43. MOTIVOS DE FUMAÇA E ASFALTO
ALTAIR MARTINS

E ela perguntava: seremos estrangeiros

depois da chuva e do que boia nas enchentes?


e de onde eu a vi partindo

a autoestrada subia

com aquelas coisas dela numa caixa de papelão

levando o rosto que pela primeira vez

desfiava o meu

e sei que pra ela

dirigindo um carro que não olhava pra trás

o destino se vestia melhor do que fui

e aquela faixa negra estendida como um corpo

ali na frente era mesmo algo apenas digno do pó


E ela perguntava: o que ganhamos

com a fidelidade das sombras?


e no instante de suor

que era uma sede minha

sufocavam nas minhas mãos

os automóveis que a acompanhavam

e os tantos personagens de um trânsito de rodovia

naquele cortejo que era despedida e nuvem

ou talvez uma comida que sobra na geladeira


E ela perguntava: não é verdade que o chão

segue conosco subterrâneo e em todas as viagens?
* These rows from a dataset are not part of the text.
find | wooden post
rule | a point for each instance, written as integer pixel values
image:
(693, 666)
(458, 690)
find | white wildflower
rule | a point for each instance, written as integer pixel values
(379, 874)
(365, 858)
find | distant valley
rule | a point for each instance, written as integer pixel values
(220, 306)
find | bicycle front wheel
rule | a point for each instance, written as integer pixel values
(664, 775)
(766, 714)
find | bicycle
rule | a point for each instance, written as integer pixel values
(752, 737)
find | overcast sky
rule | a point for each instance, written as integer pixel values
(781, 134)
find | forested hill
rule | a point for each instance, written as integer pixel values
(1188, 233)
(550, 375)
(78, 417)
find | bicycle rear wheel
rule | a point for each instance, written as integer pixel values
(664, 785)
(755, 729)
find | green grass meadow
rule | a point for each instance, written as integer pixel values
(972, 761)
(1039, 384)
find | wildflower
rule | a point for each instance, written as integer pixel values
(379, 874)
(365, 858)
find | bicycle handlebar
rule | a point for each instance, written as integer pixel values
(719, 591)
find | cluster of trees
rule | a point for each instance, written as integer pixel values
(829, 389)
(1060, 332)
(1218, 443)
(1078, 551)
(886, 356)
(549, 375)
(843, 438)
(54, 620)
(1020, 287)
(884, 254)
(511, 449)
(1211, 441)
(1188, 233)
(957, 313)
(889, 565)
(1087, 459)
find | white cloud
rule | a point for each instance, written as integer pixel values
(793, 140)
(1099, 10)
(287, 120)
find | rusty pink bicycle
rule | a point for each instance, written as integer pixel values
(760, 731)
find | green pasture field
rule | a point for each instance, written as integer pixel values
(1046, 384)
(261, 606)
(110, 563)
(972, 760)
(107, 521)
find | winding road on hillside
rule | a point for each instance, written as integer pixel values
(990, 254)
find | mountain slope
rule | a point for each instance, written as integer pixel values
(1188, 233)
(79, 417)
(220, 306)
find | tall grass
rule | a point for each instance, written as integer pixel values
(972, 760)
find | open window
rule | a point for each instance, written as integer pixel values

e eu sabia que aquela estrada ia me perseguir

além dos pedágios e além das autoridades

e das fiscalizações do Estado

e das paradas para água e gasolina

e além dos amores de verão

e era assim que a serventia do meu corpo

acabaria se restringindo a essas coisas

que agora recorto e guardo num envelope


E ela perguntava: será que a boca

entende minimamente a língua que fala?


e quando os motivos da fumaça

e do asfalto já eram outros

me perguntei qual estrada era aquela

que detinha o peixe do prato,

os pássaros da esquina,

o verde no vestido sempre verde,

um rock clássico

e as minhas contas atrasadas

na primeira gaveta da escrivaninha


E ela perguntava assim: parece, não parece,

que a casa acaba quando as moscas

descobrem nosso endereço?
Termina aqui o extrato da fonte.